07. Multi-Modal RAG
Retrieval-Augmented Generation extends to multi-modal contexts. A query in one modality retrieves relevant content from another, then a generator produces a response grounded in retrieved material.
Architecture Overview
Multi-modal RAG consists of: multi-modal indexing, retrieval, and generation. The index maps content to embeddings searchable across modalities.
from langchain.retrievers import MultiModalRetriever
from langchain_community.vectorstores import Chroma
from transformers import AutoModel, AutoProcessor
class MultiModalRAG:
def __init__(self, embedder_name="sentence-transformers/clip-ViT-B-32"):
self.embedder = AutoModel.from_pretrained(embedder_name)
self.processor = AutoProcessor.from_pretrained(embedder_name)
# Separate indexes for each modality
self.text_store = Chroma(
collection_name="text",
embedding_function=self._text_embedder
)
self.image_store = Chroma(
collection_name="images",
embedding_function=self._image_embedder
)
self.video_store = Chroma(
collection_name="videos",
embedding_function=self._video_embedder
)
def _text_embedder(self, texts):
inputs = self.processor(text=texts, return_tensors="pt", padding=True)
with torch.no_grad():
return self.embedder.get_text_features(**inputs).numpy()
def _image_embedder(self, images):
inputs = self.processor(text=[""], images=images, return_tensors="pt", padding=True)
with torch.no_grad():
return self.embedder.get_image_features(
images=inputs["pixel_values"]
).numpy()
def _video_embedder(self, video_frames):
"""Average frame embeddings for video-level representation."""
frame_embeddings = []
for frame in video_frames:
emb = self._image_embedder([frame])
frame_embeddings.append(emb)
return np.mean(frame_embeddings, axis=0)
def index_content(self, text_docs, image_paths, video_paths):
"""Index all modalities."""
# Index text
if text_docs:
self.text_store.add_texts(text_docs)
# Index images
if image_paths:
images = [Image.open(p) for p in image_paths]
self.image_store.add_images(image_paths)
# Index videos
if video_paths:
for path in video_paths:
frames = self._load_frames(path)
self.video_store.add_texts([path]) # Store path with embedding
Retrieval Across Modalities
The power of multi-modal RAG: query with text, retrieve images.

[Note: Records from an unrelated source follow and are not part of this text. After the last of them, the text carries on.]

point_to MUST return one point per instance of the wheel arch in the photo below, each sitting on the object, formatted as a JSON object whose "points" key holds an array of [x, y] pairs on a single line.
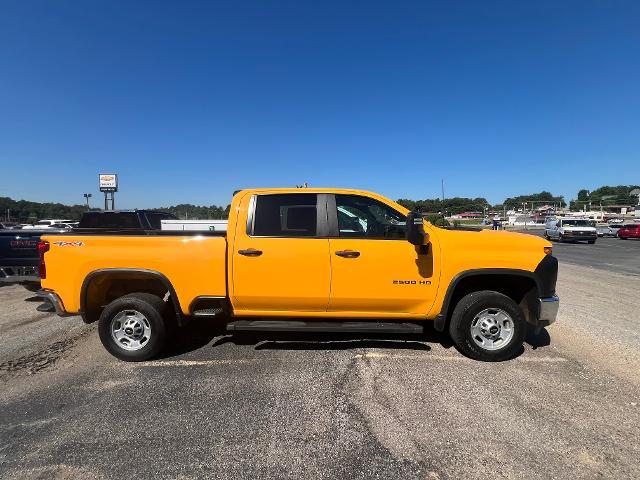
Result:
{"points": [[121, 281], [522, 286]]}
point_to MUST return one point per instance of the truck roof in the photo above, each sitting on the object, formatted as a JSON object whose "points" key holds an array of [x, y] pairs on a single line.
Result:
{"points": [[337, 191]]}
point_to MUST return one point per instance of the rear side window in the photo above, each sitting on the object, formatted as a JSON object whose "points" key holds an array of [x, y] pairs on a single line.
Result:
{"points": [[286, 215]]}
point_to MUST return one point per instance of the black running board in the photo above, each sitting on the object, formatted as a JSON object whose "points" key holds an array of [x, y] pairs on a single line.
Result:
{"points": [[345, 327]]}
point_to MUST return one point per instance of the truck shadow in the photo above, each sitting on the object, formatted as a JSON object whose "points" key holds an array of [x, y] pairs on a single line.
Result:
{"points": [[201, 333]]}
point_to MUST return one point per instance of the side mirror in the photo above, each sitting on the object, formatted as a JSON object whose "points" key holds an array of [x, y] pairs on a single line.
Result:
{"points": [[415, 229]]}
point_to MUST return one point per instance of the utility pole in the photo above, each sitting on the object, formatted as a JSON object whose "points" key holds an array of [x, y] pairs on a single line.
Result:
{"points": [[442, 185]]}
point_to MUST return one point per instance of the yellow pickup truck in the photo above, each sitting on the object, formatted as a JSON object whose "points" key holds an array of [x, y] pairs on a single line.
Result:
{"points": [[311, 260]]}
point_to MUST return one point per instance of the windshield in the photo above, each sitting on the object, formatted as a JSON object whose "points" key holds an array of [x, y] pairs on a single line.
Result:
{"points": [[576, 223]]}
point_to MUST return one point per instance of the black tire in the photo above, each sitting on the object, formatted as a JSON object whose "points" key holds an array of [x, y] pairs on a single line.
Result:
{"points": [[152, 308], [464, 314]]}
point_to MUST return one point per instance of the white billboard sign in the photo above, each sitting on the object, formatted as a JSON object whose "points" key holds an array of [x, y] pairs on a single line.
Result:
{"points": [[108, 182]]}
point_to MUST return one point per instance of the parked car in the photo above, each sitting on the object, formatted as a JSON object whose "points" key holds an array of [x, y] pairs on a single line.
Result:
{"points": [[328, 254], [630, 230], [47, 223], [8, 226], [570, 230], [608, 230]]}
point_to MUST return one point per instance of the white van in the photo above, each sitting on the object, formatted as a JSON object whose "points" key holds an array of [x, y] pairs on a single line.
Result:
{"points": [[55, 223], [570, 230]]}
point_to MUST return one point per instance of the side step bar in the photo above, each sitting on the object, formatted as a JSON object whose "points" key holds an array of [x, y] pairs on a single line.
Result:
{"points": [[345, 327], [208, 312]]}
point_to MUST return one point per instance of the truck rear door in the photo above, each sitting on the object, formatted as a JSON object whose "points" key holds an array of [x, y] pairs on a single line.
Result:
{"points": [[280, 261]]}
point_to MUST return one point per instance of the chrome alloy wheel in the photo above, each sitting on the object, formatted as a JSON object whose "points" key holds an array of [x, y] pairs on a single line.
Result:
{"points": [[492, 329], [130, 330]]}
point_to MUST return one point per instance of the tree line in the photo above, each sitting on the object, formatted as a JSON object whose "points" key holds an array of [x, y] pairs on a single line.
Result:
{"points": [[23, 211]]}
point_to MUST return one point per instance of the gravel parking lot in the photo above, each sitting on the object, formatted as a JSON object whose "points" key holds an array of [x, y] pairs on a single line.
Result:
{"points": [[327, 406]]}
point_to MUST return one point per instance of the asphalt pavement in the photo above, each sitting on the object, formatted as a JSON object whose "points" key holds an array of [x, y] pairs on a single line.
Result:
{"points": [[331, 406], [608, 253]]}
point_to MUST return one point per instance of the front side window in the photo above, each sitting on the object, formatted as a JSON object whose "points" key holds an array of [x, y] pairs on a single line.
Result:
{"points": [[362, 217], [286, 215]]}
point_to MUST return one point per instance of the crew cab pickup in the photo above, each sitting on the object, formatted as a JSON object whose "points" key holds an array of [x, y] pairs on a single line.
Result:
{"points": [[307, 259]]}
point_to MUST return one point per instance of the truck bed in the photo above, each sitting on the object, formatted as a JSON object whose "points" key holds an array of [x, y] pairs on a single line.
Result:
{"points": [[197, 266]]}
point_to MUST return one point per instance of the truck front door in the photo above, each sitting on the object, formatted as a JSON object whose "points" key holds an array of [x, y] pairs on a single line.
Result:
{"points": [[280, 263], [374, 269]]}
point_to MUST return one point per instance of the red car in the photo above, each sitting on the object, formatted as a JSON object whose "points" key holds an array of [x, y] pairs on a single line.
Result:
{"points": [[629, 231]]}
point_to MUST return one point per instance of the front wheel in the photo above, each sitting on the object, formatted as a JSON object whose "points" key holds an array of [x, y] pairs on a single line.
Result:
{"points": [[132, 327], [488, 326]]}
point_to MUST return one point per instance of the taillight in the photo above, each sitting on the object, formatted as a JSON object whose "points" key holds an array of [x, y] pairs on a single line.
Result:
{"points": [[43, 247]]}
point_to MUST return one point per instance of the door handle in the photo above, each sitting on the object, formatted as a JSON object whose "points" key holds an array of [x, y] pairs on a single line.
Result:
{"points": [[250, 252], [348, 253]]}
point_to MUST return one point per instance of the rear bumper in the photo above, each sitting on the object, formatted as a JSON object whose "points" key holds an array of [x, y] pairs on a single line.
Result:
{"points": [[54, 299], [19, 274], [547, 310]]}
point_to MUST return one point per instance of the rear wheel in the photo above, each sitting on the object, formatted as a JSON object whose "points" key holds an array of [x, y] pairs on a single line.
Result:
{"points": [[133, 328], [488, 326]]}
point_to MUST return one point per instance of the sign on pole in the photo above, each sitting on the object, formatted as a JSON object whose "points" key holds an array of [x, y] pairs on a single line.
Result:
{"points": [[108, 182]]}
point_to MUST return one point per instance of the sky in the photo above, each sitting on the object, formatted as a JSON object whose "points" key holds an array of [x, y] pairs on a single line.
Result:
{"points": [[188, 101]]}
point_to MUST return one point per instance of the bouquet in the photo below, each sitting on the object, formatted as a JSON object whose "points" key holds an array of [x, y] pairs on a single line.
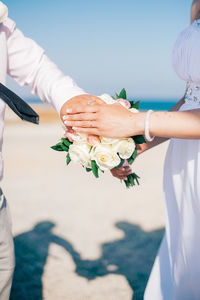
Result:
{"points": [[96, 153]]}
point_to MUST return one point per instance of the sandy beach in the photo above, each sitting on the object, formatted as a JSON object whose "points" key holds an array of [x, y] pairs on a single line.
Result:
{"points": [[76, 237]]}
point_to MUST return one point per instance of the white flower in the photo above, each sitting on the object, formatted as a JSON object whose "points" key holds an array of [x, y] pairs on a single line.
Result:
{"points": [[105, 157], [3, 12], [125, 147], [80, 152], [107, 99]]}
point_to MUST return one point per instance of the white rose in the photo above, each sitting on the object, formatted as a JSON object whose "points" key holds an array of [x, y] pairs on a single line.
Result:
{"points": [[105, 157], [125, 147], [80, 152], [3, 12], [107, 99]]}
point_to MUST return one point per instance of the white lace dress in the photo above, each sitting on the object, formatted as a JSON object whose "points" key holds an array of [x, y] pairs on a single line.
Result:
{"points": [[176, 271]]}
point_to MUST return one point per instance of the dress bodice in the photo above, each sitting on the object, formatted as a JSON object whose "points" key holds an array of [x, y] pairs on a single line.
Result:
{"points": [[186, 62]]}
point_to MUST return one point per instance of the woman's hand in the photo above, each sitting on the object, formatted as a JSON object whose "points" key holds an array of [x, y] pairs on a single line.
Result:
{"points": [[108, 120], [122, 172]]}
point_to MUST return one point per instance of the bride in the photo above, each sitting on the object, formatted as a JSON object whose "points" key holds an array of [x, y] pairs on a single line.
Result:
{"points": [[176, 271]]}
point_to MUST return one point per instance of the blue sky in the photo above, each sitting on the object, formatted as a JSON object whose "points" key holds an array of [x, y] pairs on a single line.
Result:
{"points": [[106, 45]]}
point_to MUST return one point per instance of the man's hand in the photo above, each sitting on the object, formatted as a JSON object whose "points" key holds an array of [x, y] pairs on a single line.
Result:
{"points": [[79, 101], [122, 172]]}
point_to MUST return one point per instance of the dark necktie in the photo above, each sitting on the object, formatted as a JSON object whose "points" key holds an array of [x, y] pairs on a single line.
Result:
{"points": [[19, 106]]}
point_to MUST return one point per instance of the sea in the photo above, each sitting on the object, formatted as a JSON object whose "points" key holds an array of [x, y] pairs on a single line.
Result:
{"points": [[145, 104]]}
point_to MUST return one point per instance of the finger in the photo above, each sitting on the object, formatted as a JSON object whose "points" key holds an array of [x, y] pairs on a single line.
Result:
{"points": [[96, 100], [80, 117], [94, 131], [83, 124], [74, 109]]}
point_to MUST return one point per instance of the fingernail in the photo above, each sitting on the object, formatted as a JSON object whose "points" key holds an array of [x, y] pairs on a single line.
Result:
{"points": [[67, 122]]}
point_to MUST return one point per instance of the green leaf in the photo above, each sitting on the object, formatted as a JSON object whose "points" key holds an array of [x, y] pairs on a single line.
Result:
{"points": [[122, 94], [94, 168], [66, 142], [68, 159], [136, 177], [121, 163], [65, 148], [127, 183], [57, 147], [139, 139], [130, 160], [131, 180], [134, 155]]}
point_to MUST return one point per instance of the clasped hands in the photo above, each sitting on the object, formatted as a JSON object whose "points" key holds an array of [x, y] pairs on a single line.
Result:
{"points": [[91, 115]]}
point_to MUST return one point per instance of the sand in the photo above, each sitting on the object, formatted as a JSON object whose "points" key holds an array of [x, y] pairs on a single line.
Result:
{"points": [[76, 237]]}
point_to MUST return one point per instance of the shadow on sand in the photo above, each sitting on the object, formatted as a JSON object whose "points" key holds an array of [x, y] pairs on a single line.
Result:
{"points": [[131, 256]]}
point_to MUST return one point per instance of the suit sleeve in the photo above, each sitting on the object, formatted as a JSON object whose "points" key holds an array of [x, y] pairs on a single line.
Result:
{"points": [[29, 65]]}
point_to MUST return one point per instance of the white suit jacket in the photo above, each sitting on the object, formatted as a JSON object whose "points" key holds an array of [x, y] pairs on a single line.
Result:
{"points": [[26, 62]]}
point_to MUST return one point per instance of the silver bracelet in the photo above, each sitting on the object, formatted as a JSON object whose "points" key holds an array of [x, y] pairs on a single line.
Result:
{"points": [[148, 138]]}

Or query with an image, retrieve relevant video segments.
def retrieve_across_modality(
self,
query,
query_modality,
target_modality,
top_k=5
):
"""
Retrieve content from target_modality using query from query_modality.
Example: query="cat image", query_modality="text", target="image"
"""
# Embed query in its native modality
if query_modality == "text":
query_embedding = self._text_embedder([query])

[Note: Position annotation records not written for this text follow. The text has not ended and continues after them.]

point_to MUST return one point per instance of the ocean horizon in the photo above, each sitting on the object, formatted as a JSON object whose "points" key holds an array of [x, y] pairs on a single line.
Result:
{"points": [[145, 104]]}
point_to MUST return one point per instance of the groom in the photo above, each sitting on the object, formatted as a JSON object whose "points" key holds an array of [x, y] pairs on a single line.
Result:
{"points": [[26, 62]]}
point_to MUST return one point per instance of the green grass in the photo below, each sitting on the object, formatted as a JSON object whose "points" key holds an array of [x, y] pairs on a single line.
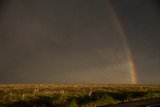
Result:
{"points": [[73, 95]]}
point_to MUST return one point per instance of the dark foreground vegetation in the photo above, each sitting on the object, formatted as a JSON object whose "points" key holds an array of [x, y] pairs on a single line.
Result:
{"points": [[73, 95]]}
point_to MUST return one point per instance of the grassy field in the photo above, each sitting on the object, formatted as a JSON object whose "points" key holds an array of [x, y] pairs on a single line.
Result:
{"points": [[72, 95]]}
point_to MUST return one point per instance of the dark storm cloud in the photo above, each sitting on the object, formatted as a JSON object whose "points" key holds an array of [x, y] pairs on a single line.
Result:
{"points": [[142, 23], [60, 41]]}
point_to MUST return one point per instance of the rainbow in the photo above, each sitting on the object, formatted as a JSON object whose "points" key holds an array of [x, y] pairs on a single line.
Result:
{"points": [[131, 62]]}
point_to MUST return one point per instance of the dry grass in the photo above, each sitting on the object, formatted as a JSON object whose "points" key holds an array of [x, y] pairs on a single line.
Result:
{"points": [[72, 95]]}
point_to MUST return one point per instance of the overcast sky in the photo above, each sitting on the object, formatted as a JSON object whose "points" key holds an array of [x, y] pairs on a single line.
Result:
{"points": [[77, 41]]}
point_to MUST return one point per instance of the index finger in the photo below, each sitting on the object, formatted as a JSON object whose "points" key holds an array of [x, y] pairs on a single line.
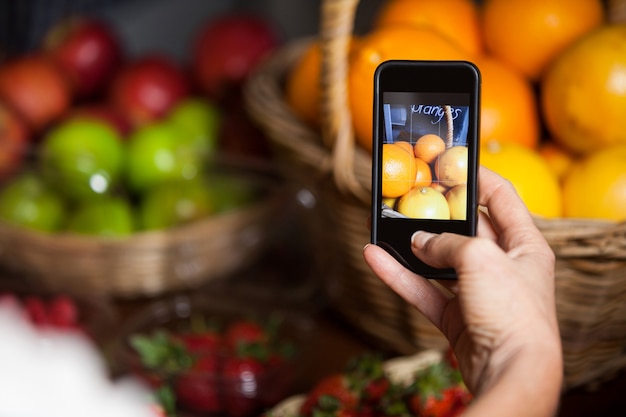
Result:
{"points": [[509, 216]]}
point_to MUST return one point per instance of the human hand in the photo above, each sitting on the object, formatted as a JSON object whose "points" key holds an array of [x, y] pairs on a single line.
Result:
{"points": [[499, 316]]}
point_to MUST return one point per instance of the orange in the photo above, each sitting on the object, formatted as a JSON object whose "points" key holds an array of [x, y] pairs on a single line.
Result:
{"points": [[424, 176], [508, 104], [535, 183], [406, 145], [529, 34], [399, 170], [424, 203], [596, 186], [451, 166], [402, 42], [457, 201], [584, 92], [302, 87], [458, 20], [559, 160], [428, 147]]}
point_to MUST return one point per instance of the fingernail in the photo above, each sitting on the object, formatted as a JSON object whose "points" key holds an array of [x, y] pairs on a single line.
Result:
{"points": [[420, 238]]}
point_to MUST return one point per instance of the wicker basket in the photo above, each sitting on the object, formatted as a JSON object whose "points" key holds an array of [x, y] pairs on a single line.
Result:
{"points": [[152, 262], [591, 255]]}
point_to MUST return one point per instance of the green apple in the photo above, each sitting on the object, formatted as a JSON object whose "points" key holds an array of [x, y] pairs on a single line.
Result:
{"points": [[159, 152], [201, 119], [176, 202], [27, 201], [83, 157], [109, 216]]}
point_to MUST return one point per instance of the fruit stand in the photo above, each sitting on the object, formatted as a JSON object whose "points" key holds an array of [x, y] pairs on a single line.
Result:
{"points": [[155, 201]]}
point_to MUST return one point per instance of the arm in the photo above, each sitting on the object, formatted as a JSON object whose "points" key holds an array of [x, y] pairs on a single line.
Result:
{"points": [[500, 316]]}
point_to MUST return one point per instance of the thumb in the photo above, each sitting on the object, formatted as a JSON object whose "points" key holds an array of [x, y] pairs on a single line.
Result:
{"points": [[445, 250]]}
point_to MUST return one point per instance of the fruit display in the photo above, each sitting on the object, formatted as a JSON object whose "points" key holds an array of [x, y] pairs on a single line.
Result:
{"points": [[90, 137], [214, 357], [425, 384], [530, 96]]}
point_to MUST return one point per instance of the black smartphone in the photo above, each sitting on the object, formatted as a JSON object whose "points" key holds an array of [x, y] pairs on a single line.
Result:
{"points": [[425, 155]]}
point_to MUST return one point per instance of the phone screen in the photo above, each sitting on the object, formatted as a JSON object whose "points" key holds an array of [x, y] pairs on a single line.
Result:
{"points": [[433, 128], [425, 155]]}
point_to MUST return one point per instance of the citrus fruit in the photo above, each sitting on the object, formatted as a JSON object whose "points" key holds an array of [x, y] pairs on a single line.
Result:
{"points": [[390, 202], [457, 201], [451, 166], [428, 147], [303, 84], [596, 186], [457, 20], [559, 160], [399, 170], [302, 88], [584, 92], [424, 203], [529, 34], [424, 175], [535, 183], [382, 44], [508, 104], [406, 145]]}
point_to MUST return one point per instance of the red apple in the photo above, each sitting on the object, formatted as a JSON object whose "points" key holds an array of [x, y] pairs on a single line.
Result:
{"points": [[14, 140], [147, 88], [104, 112], [35, 87], [226, 50], [87, 50]]}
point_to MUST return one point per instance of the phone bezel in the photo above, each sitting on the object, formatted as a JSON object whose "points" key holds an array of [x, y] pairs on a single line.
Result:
{"points": [[441, 77]]}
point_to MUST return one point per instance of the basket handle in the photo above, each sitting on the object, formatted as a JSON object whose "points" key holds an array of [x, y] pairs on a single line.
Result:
{"points": [[337, 23]]}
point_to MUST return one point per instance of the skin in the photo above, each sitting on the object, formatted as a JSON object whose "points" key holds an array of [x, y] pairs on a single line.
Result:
{"points": [[500, 315]]}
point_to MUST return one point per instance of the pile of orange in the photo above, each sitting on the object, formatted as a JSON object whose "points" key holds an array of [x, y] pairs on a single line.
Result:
{"points": [[425, 180], [553, 92]]}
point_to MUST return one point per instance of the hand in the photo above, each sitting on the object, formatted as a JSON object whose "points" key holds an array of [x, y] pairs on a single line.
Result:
{"points": [[499, 316]]}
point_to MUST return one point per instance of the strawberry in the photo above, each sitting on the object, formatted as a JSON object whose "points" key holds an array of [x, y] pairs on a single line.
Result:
{"points": [[203, 342], [438, 392], [197, 389], [336, 386], [241, 381], [63, 312], [36, 309], [159, 355], [367, 377]]}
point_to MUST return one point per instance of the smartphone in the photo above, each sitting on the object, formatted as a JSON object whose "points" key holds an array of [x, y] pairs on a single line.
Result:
{"points": [[425, 155]]}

elif query_modality == "image":
query_embedding = self._image_embedder([query])
else:
raise ValueError(f"Unknown modality: {query_modality}")
# Retrieve from target modality store
target_store = getattr(self, f"{target_modality}_store")
results = target_store.similarity_search_by_vector(
embedding=query_embedding[0],
k=top_k
)
return results
# Example usage
def rag_image_query(self, text_query):
"""Query for images using text description."""
return self.retrieve_across_modality(
query=text_query,
query_modality="text",
target_modality="image"
)
Failure Mode: Embedding Space Mismatch
CLIP-style models project images and text into the same space but optimize for retrieval metrics, not semantic equivalence. A query for "happy person" may retrieve images with bright colors rather than smiling faces.
# Demonstrate embedding mismatch
def analyze_retrieval_bottleneck():
"""Analyze why cross-modal retrieval fails."""
# Query: "person running"
query_emb = model.text_embed(["person running"])
# Two possible images
img1 = load_image("runner_mountains.jpg") # Has person, not obvious running
img2 = load_image("treadmill_blurry.jpg") # Motion blur suggests running
# Image embeddings
emb1 = model.image_embed(img1)
emb2 = model.image_embed(img2)
# Similarities
sim1 = cosine_sim(query_emb, emb1)
sim2 = cosine_sim(query_emb, emb2)
# CLIP may prefer image 1 (semantic content)
# A model trained on action recognition may prefer image 2 (motion cues)
print(f"CLIP prefers: {'mountain runner' if sim1 > sim2 else 'treadmill'}")
Build a simple multi-modal RAG system using CLIP for embeddings and ChromaDB for storage. Index a folder of images. Test queries like "find images of cats" versus "find images similar to photo.jpg". Document differences in retrieval behavior.